22 diciembre, 2007

Oh, la Navidad

Ay, cuanto gozo nos da la Navidad. Un auténtico aquelarre. Supremo desorden, inversión de roles y funciones, mascarada completa, la Navidad ha sustituido al Carnaval. Ocasión para el exceso, apoteosis de la heterodoxia, la Navidad se diferencia del Carnaval en que no se explica como preparativo para las penalidades y privaciones de la Cuaresma, sino como exaltación y recuerdo del nacimiento del Hijo de Dios.
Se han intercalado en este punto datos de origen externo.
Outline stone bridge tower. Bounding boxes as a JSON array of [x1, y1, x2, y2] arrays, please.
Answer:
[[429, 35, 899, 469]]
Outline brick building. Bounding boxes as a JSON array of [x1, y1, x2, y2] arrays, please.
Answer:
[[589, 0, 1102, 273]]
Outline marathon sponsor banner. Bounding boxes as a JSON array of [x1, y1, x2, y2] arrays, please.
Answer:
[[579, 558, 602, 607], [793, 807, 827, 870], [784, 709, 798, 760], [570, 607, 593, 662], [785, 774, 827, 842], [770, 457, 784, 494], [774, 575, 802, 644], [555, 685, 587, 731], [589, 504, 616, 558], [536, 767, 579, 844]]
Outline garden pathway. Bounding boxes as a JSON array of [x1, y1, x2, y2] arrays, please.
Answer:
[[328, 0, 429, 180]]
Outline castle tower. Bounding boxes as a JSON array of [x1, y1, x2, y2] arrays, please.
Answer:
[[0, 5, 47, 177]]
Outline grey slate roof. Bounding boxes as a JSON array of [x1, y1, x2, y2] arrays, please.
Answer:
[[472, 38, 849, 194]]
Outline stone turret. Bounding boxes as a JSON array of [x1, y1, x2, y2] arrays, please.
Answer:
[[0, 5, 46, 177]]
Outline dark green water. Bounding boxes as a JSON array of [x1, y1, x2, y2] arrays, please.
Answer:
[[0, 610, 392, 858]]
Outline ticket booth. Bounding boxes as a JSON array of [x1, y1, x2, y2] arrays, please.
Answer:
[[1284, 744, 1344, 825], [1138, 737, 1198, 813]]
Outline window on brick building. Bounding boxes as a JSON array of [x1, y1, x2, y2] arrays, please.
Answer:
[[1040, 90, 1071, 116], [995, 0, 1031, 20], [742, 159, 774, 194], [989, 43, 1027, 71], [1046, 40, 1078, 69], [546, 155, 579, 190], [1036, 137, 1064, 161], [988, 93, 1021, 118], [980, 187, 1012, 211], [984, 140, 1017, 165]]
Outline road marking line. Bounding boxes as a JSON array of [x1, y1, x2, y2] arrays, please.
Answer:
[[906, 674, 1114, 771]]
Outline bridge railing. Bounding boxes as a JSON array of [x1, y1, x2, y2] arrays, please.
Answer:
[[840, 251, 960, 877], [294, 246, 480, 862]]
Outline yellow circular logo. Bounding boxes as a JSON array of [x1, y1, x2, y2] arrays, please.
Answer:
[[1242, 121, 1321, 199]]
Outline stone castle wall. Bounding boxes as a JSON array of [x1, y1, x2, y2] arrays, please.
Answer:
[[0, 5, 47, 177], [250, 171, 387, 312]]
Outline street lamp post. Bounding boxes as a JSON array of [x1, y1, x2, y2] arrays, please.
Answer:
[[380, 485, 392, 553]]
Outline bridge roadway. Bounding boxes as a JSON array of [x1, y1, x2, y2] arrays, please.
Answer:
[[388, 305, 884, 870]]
Por eso es mucho más transgresora la Navidad que en estos tiempos se vive, porque no significa la pequeña licencia previa al fervoroso recogimiento, sino la prueba de que no cabe ya recogimiento ninguno, de que la vivencia de la religión se ha carnavalizado por completo y de que, por otro lado, la sociedad, plenamente laica dígase lo que se diga, usa la religión como supremo pretexto para el festejo profano, ya que la imaginación secular no ha sido capaz de inventar alternativas a la fe, ni siquiera a la hora de romper cadenas y afirmar hedonismos. Menos mal que la fe se corrompe a sí misma y la religiosidad la matan los creyentes a base de ponerse como cerdos en homenaje a su dios.
En Navidad los ateos honran a los Reyes Magos, colocan el nacimiento, bien presidido por la Estrella de Belén, conmemoran el nacimiento de Cristo con una muy familiar y armoniosa cena de Nochebuena y acaban por entregarse a un sincretismo religioso hecho de los ritos más heterogéneos y de la acumulación de todas las supersticiones. Por su parte, los supuestos creyentes y practicantes se ponen hasta el culo de langostinos y besugos, aprovechan las reuniones con los parientes para socavar todo lo que pueden esa que ellos llaman célula básica de la sociedad, enseñan a sus hijos que lo bonito de la fe es que te caen regalos a mansalva y se gastan en un par de ágapes lo que alimentaría a una aldea africana durante todo un año.
A mí lo que me gusta particularmente es el respeto a la libertad individual que se vive en estas fechas. Te toca escuchar por bemoles los villancicos pelmazos, sea en la calle o en los comercios, te llenan todo de luces horteras al día siguiente de recordarte que el mundo se va al carajo como te dejes dos días encendida una bombilla casera, las familias políticas llevan en la sonrisa la daga mejor pulida, los hijos adolescentes se ratifican en su vieja impresión de que es agobiante cenar al mismo tiempo que los padres, el cava de tercera ablanda el seso para que el personal engulla los más vomitivos especiales televisivos, en los que aparecen todo tipo de muertos vivientes y sombras de un pasado tan cutre como el presente. También son estupendos esos obsequios que tú nunca te comprarías, por autoestima y porque jamás imaginaste que alguien pudiera verte tan capullo como para ir por la vida con eso puesto. Y esos niños que de los ochocientos regalos carísimos se quedan con el envoltorio que hace fru-fru al apretarlo, en lugar de con esos jodidos juegos que siempre son para edades que ya pasaron y que dan tanta vergüenza si los descubren los colegas del cole.
Bah, no sigo.
Felices fiestas. En serio.

1 comentario:

Antón Lagunilla dijo...

Tiene usted toda la razón, ya no sabemos celebrar el solsticio de invierno como en los buenos tiempos. Pero estamos vivos después de todo un año, y hay gente que nos quiere. Poco más se puede pedir.

Felices fiestas, extensivas a todos los contertulios.